Wire and Arc Additive Manufacturing (WAAM) presents a compelling alternative to the widely promoted powder-based additive manufacturing methods. While powder-based processes have gained attention for producing high-precision components, WAAM offers significant advantages in speed, cost-effectiveness, and the ability to produce larger, heavier components, making it particularly suitable for industries like aerospace and maritime.
This analysis highlights the economic and operational benefits of WAAM over powder-based methods. WAAM equipment is significantly more affordable, with a setup cost of around $120,000 compared to the $750,000 typically required for powder deposition systems. Consumables are also more economical, with wire electrodes available at a fraction of the cost of metal powders. Moreover, WAAM's deposition rate, reaching up to 10 kg per hour, far outpaces the slower rates of powder-based processes.
Both methods require protection against oxidation, but WAAM’s use of welding torches and flexible enclosures provides a cost-effective solution compared to the expensive metal enclosures needed for powder methods.

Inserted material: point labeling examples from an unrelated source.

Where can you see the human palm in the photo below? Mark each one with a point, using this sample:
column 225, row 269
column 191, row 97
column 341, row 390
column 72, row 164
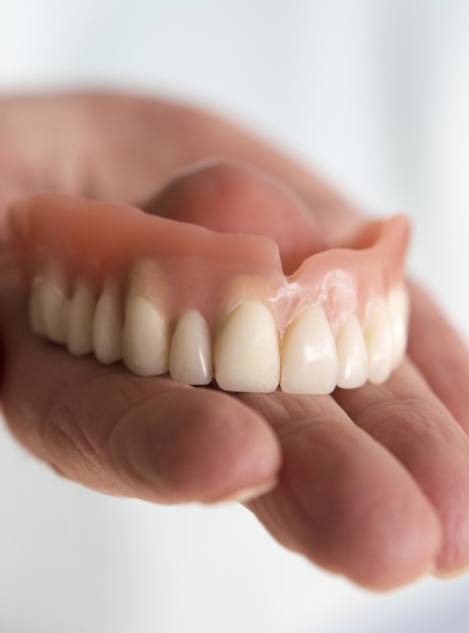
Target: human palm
column 372, row 483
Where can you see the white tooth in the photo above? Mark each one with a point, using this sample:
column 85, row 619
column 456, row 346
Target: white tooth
column 247, row 350
column 36, row 320
column 107, row 324
column 145, row 338
column 80, row 321
column 379, row 344
column 398, row 318
column 52, row 308
column 352, row 356
column 309, row 357
column 190, row 360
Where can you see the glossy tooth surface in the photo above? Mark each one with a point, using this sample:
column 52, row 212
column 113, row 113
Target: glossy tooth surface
column 398, row 319
column 36, row 320
column 247, row 351
column 379, row 344
column 351, row 354
column 52, row 309
column 190, row 360
column 80, row 320
column 107, row 324
column 309, row 357
column 145, row 338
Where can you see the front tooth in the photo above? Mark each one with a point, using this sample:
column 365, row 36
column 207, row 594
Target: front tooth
column 107, row 324
column 398, row 317
column 309, row 357
column 36, row 320
column 190, row 360
column 247, row 350
column 352, row 356
column 379, row 344
column 80, row 323
column 145, row 338
column 52, row 308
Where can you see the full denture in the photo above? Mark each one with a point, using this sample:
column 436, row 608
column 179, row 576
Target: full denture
column 165, row 295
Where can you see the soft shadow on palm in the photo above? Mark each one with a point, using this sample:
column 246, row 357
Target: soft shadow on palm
column 373, row 483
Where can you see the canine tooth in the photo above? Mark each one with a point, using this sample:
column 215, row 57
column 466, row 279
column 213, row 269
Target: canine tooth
column 379, row 344
column 145, row 338
column 352, row 356
column 247, row 350
column 309, row 357
column 107, row 324
column 80, row 321
column 190, row 360
column 36, row 320
column 52, row 308
column 398, row 317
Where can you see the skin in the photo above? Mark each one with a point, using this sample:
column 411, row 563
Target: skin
column 371, row 483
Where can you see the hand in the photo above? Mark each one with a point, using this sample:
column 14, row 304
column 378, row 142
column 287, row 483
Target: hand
column 372, row 483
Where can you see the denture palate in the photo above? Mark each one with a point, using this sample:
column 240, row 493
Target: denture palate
column 168, row 296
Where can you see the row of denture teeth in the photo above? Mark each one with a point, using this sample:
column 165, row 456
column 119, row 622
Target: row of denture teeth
column 246, row 353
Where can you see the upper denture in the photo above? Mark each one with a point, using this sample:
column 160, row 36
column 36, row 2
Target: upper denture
column 122, row 280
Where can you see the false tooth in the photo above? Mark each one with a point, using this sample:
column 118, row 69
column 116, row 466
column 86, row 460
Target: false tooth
column 52, row 307
column 107, row 324
column 398, row 317
column 190, row 360
column 379, row 344
column 145, row 338
column 309, row 357
column 247, row 351
column 351, row 354
column 80, row 323
column 36, row 320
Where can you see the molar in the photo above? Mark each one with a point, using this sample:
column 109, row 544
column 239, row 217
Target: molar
column 398, row 302
column 246, row 354
column 36, row 319
column 80, row 321
column 352, row 355
column 190, row 360
column 107, row 324
column 309, row 357
column 50, row 311
column 379, row 343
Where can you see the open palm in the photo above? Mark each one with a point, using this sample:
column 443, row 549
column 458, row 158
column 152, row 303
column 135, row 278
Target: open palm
column 373, row 483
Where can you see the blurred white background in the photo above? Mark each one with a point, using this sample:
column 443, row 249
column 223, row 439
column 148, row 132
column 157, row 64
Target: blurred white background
column 374, row 93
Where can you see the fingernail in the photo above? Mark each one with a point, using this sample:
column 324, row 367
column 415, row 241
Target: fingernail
column 247, row 494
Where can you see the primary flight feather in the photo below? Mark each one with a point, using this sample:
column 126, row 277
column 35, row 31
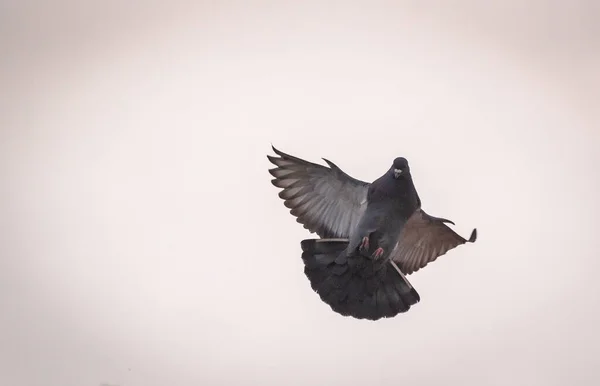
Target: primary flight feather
column 371, row 234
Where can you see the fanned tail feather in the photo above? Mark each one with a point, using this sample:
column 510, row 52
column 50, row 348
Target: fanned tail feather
column 355, row 285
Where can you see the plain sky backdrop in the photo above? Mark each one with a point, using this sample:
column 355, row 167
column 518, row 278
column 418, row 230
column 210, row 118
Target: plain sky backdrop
column 142, row 244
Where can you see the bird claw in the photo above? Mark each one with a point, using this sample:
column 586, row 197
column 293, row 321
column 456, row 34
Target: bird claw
column 364, row 245
column 378, row 253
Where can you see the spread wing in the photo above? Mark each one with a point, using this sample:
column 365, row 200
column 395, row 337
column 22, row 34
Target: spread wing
column 325, row 200
column 423, row 239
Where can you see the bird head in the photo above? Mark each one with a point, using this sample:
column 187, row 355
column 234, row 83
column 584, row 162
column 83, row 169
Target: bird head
column 400, row 167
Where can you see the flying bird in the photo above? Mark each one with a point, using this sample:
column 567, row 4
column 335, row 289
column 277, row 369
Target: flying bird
column 371, row 235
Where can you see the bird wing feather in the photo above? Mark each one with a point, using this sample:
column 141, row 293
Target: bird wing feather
column 325, row 200
column 423, row 239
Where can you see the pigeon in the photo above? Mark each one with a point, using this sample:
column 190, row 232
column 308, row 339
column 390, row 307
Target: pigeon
column 371, row 235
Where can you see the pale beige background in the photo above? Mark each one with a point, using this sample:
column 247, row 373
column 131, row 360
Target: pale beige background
column 142, row 243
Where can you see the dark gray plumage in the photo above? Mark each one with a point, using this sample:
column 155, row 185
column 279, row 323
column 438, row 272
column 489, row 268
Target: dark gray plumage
column 372, row 234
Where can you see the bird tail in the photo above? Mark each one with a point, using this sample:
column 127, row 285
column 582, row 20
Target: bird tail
column 355, row 285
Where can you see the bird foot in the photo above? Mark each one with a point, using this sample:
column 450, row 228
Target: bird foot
column 378, row 253
column 364, row 245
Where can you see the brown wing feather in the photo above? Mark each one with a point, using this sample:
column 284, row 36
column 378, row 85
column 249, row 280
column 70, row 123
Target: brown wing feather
column 325, row 200
column 423, row 239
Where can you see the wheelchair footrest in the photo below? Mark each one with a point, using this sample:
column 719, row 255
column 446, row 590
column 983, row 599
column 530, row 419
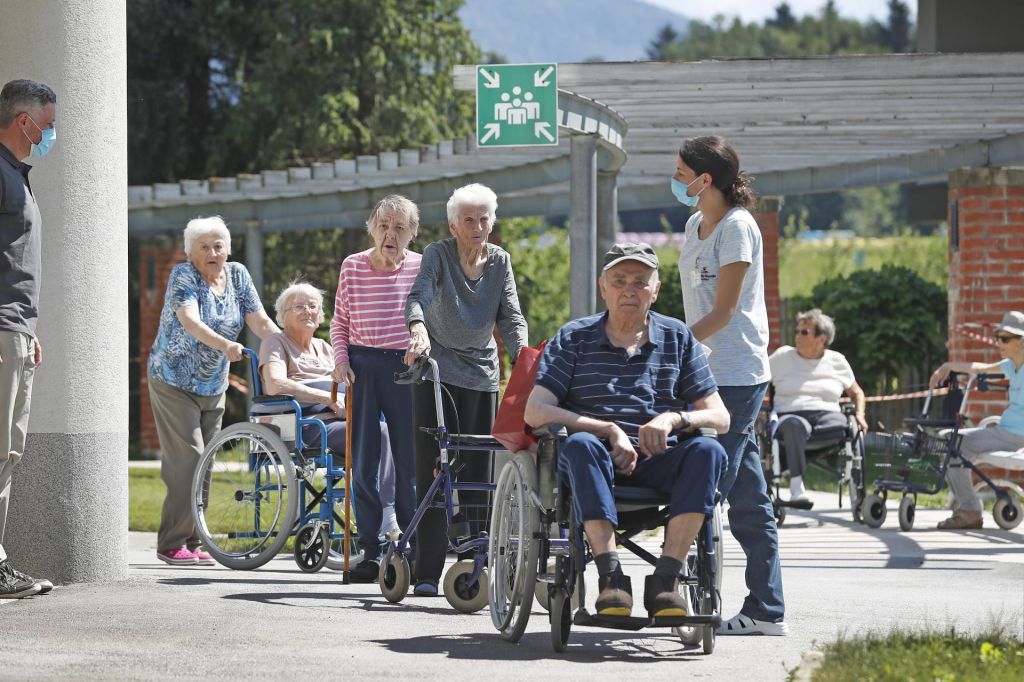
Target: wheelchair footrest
column 585, row 619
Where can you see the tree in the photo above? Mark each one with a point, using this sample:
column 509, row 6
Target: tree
column 219, row 87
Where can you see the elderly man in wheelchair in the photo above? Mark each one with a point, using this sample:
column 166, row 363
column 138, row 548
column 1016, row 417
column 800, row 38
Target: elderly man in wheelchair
column 633, row 388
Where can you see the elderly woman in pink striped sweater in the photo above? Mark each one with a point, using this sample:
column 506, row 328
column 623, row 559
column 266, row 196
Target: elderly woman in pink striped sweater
column 370, row 337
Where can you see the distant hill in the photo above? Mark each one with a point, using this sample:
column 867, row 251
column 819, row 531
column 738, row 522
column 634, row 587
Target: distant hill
column 566, row 30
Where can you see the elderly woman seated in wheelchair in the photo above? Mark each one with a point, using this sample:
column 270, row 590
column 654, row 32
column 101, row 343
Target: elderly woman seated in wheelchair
column 246, row 498
column 807, row 382
column 633, row 388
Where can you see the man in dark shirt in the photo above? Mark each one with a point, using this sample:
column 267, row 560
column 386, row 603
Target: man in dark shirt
column 28, row 111
column 624, row 381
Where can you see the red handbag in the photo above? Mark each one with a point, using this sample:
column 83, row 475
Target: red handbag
column 510, row 428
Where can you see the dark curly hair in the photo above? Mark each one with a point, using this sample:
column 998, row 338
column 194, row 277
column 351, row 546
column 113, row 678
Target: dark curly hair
column 714, row 156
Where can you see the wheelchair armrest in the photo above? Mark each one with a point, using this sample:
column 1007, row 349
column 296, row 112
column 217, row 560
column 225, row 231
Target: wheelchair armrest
column 272, row 398
column 553, row 431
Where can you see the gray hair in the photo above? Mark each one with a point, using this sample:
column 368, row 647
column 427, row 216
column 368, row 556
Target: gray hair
column 395, row 204
column 472, row 195
column 297, row 287
column 200, row 227
column 823, row 325
column 20, row 93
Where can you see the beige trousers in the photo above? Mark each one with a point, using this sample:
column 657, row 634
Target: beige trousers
column 185, row 422
column 16, row 371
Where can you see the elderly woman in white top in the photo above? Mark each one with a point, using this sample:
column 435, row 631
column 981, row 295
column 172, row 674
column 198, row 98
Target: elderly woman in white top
column 809, row 380
column 208, row 300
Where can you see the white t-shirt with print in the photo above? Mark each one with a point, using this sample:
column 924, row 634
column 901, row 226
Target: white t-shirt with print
column 809, row 384
column 739, row 350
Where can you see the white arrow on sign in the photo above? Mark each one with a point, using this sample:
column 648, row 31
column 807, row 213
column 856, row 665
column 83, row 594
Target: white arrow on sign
column 541, row 128
column 540, row 79
column 494, row 130
column 492, row 80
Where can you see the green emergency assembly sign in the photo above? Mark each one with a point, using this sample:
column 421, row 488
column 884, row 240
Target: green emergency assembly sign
column 516, row 104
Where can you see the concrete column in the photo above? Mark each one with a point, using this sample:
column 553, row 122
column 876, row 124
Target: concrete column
column 583, row 225
column 69, row 506
column 607, row 214
column 254, row 263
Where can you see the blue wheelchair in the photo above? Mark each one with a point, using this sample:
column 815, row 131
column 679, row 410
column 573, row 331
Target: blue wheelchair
column 256, row 485
column 538, row 550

The case study concludes that while powder-based processes are ideal for small, delicate parts, WAAM is the superior choice for manufacturing large-scale components quickly and cost-effectively.

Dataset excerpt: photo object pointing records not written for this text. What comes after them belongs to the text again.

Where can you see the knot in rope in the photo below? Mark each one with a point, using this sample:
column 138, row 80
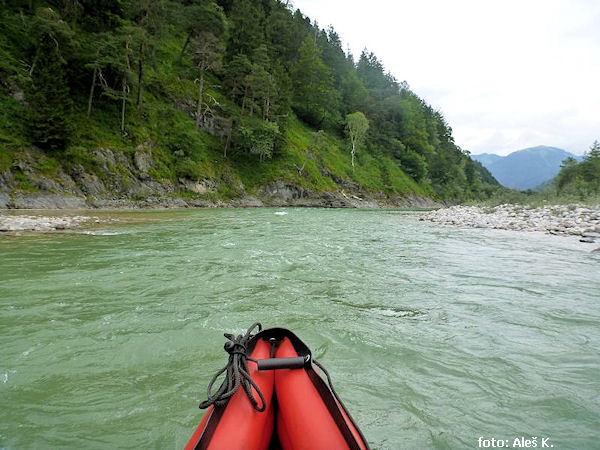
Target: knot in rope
column 236, row 373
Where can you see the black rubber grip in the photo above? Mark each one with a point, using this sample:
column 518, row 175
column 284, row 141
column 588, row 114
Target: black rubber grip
column 281, row 363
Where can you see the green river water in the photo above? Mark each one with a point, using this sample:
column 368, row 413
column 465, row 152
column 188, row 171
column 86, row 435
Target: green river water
column 434, row 336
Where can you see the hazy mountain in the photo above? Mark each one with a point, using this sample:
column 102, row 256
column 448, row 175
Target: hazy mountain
column 527, row 168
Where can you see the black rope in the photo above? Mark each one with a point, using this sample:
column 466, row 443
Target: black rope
column 236, row 373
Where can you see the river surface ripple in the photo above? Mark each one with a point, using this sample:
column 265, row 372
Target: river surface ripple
column 434, row 335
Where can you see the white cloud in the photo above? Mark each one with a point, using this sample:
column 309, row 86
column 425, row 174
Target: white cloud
column 507, row 74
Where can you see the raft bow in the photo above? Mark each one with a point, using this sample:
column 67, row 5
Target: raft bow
column 283, row 404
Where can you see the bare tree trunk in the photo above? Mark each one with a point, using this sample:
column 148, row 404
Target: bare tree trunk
column 124, row 94
column 35, row 58
column 91, row 97
column 244, row 100
column 186, row 43
column 140, row 75
column 199, row 104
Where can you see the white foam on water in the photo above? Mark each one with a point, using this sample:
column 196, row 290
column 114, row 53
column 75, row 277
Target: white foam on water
column 103, row 233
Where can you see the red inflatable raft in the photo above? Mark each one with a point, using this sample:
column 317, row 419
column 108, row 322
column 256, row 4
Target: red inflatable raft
column 283, row 404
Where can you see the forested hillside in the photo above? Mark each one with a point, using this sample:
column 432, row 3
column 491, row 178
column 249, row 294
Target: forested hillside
column 216, row 99
column 581, row 178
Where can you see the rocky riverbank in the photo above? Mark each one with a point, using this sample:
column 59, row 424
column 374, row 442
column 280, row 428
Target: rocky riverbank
column 569, row 220
column 115, row 179
column 17, row 223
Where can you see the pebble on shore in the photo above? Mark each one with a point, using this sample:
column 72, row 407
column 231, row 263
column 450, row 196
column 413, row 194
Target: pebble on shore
column 12, row 223
column 569, row 220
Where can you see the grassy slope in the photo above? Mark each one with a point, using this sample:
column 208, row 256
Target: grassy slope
column 179, row 149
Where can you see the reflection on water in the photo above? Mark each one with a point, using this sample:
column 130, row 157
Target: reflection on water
column 434, row 336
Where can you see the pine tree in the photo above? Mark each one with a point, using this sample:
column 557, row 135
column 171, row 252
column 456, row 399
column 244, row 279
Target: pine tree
column 49, row 99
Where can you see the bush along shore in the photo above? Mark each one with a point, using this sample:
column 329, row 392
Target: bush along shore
column 568, row 220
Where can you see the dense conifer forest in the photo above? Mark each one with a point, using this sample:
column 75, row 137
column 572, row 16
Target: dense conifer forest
column 243, row 92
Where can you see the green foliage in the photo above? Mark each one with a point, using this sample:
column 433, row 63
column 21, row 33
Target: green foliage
column 256, row 137
column 314, row 96
column 120, row 73
column 581, row 178
column 49, row 99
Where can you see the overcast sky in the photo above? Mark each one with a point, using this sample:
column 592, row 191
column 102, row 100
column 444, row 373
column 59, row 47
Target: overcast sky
column 506, row 74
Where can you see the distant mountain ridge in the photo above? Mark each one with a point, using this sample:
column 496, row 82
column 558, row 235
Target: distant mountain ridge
column 527, row 168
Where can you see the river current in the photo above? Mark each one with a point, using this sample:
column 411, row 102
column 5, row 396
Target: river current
column 434, row 336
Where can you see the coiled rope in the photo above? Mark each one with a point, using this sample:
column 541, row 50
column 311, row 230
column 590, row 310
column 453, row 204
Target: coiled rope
column 236, row 373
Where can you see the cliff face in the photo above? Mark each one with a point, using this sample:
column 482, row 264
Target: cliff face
column 124, row 180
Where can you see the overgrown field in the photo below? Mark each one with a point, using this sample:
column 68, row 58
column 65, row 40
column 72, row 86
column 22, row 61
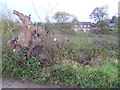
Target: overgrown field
column 86, row 60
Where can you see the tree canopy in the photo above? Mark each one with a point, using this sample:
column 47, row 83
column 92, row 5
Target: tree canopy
column 62, row 17
column 100, row 16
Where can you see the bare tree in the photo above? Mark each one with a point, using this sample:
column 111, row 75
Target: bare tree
column 99, row 15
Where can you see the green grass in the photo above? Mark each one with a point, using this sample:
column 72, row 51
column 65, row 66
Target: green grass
column 64, row 68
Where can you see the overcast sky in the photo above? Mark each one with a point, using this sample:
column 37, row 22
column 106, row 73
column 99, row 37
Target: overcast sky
column 80, row 8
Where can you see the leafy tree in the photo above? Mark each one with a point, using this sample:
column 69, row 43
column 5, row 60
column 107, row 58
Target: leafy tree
column 100, row 15
column 61, row 17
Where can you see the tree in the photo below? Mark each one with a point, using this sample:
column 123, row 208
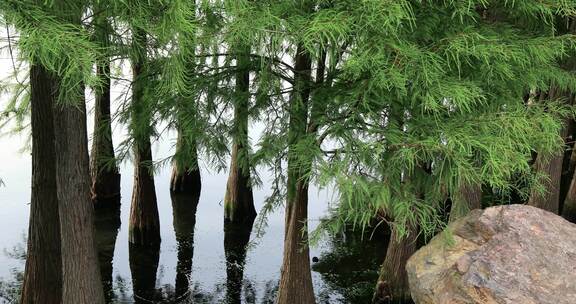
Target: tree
column 239, row 201
column 236, row 238
column 107, row 224
column 144, row 220
column 43, row 273
column 184, row 212
column 440, row 86
column 105, row 187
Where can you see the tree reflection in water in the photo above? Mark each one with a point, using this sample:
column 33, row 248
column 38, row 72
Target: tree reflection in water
column 348, row 266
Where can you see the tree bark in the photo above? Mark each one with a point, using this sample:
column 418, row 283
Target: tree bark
column 144, row 226
column 239, row 201
column 569, row 208
column 552, row 169
column 105, row 187
column 236, row 238
column 467, row 199
column 107, row 224
column 392, row 282
column 186, row 179
column 43, row 273
column 81, row 274
column 184, row 212
column 296, row 279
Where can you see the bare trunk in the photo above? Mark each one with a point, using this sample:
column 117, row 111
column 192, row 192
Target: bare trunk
column 236, row 238
column 143, row 268
column 184, row 212
column 552, row 169
column 239, row 201
column 392, row 283
column 144, row 225
column 81, row 274
column 186, row 179
column 43, row 272
column 569, row 208
column 296, row 279
column 467, row 199
column 105, row 175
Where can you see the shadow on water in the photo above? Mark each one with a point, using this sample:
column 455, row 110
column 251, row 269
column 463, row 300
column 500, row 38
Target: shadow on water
column 348, row 266
column 236, row 238
column 107, row 225
column 184, row 212
column 144, row 262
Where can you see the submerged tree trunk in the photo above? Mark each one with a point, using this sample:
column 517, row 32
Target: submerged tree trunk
column 81, row 274
column 296, row 279
column 468, row 198
column 239, row 201
column 144, row 261
column 43, row 273
column 184, row 212
column 569, row 208
column 392, row 282
column 186, row 179
column 144, row 226
column 105, row 175
column 236, row 238
column 551, row 168
column 107, row 224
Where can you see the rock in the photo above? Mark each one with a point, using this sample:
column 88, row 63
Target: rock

Essential products like Flexible Welding Enclosures® and PurgEye® Weld Purge Monitors® enhance the WAAM process, ensuring a controlled environment and preventing oxidation during metal deposition. As WAAM continues to develop, it is poised to become the preferred method for large-scale additive manufacturing.
Cost of Equipment
In additive manufacturing, a popular misconception persists that powder-based methods are superior to wire-based alternatives. This belief has primarily been fuelled by aggressive marketing and focus on the powder method’s success in producing high-precision components, such as body implants. However, regarding speed, cost-effectiveness, and the ability to make more significant components, Wire and Arc Additive Manufacturing (WAAM) is the clear winner.

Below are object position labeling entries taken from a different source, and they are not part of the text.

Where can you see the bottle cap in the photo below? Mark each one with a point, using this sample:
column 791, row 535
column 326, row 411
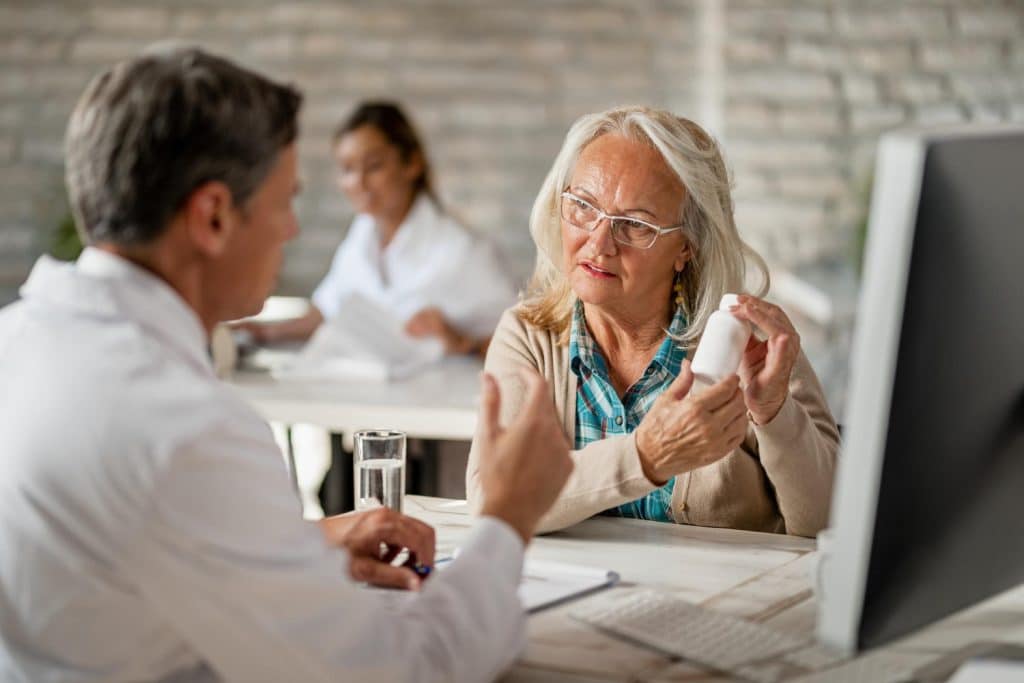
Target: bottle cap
column 728, row 300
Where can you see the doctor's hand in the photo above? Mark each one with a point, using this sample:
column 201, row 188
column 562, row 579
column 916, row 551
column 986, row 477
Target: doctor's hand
column 375, row 538
column 767, row 365
column 431, row 323
column 524, row 465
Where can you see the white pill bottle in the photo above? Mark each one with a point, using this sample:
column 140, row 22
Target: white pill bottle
column 722, row 345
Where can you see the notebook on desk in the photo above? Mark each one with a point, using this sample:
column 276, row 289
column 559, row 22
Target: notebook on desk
column 548, row 584
column 544, row 584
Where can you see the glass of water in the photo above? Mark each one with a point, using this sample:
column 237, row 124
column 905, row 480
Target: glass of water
column 380, row 469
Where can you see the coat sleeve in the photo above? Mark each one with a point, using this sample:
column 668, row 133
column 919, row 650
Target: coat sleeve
column 799, row 452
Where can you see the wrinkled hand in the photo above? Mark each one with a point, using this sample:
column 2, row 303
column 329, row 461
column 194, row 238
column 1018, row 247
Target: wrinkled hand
column 373, row 539
column 523, row 466
column 431, row 323
column 767, row 365
column 682, row 432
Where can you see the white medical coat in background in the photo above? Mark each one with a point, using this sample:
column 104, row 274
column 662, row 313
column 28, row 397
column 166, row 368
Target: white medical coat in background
column 148, row 529
column 432, row 261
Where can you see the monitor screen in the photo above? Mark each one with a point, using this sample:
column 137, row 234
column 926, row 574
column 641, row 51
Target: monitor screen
column 929, row 509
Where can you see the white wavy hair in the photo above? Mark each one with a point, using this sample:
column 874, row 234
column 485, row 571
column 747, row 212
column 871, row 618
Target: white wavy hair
column 720, row 258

The cost of equipment is a significant factor in any manufacturing process. Powder deposition technology requires a substantial financial investment. A typical system includes a metal enclosure housing all operating systems, including a laser or electron beam heat source, computer numerical control (CNC) equipment, and powder dispensing mechanisms. The total cost for such a setup can reach approximately $750,000.
In contrast, wire deposition is far more economical. It uses standard arc welding equipment and a 5-axis articulated robot, bringing the total cost to around $120,000. This significant difference makes WAAM a more accessible option for industries looking to implement additive manufacturing without breaking the bank.
Cost of Consumables
The cost of consumables further highlights the economic advantage of wire-based additive manufacturing. Only a limited number of metallic alloy systems are available for powder-based processes, with materials like Ti-6Al-4V, some stainless steels, Inconel 625/718, and Al-Si-10Mg being the most common. The cost of these powders can be prohibitive, with stainless steel powders priced around $400 per kilogram.
On the other hand, the wire-based process benefits from the widespread availability of wire electrodes used in traditional fusion welding. These wires are produced in large quantities, keeping costs low—stainless steel filler wire, for example, is readily available for about $30 per kilogram. This cost advantage makes WAAM more economical and versatile, given the broader range of materials available.
Deposition Rate
When it comes to deposition rates, WAAM again outperforms powder-based methods. Powder deposition rates are notoriously slow, averaging around 0.1 kg per hour. While technological advancements may improve these rates over time, they limit the process’s applicability, especially for more significant components.
In comparison, the wire arc process can achieve deposition rates of up to 10 kg per hour across a wide range of metal alloys. This high rate of deposition makes WAAM particularly suitable for quickly and efficiently producing larger, heavier parts.
Protection of the Deposit
Both powder and wire additive manufacturing processes require protecting molten metal from oxidation and contamination. In powder-based methods, this protection is typically achieved by conducting the process within a metal enclosure that can be purged with inert gas. The electron beam technique, used in some powder methods, is performed in a vacuum, eliminating the need for additional shielding.
WAAM, however, relies on the welding torch to provide a protective flow of inert gas, such as argon. To enhance protection, flexible enclosures can contain the torch and manipulation system, ensuring a controlled environment throughout the deposition process. These flexible enclosures are a cost-effective solution compared to the metal enclosures required for powder methods.
Conclusion
While powder-based additive manufacturing processes have their place in producing small, delicate, and exact components, Wire and Arc Additive Manufacturing (WAAM) offers distinct advantages for more significant, heavier parts. WAAM is more cost-effective in terms of equipment and consumables and provides a much faster deposition rate. For industries such as maritime and aerospace, where large-scale components are standard, WAAM is the superior choice.
The use of flexible enclosures and advanced oxygen monitoring systems, like the PurgEye® Weld Purge Monitor®, further enhances the process by ensuring a clean, controlled environment during deposition. As WAAM continues to evolve, it is set to become the go-to method for large-scale additive manufacturing applications.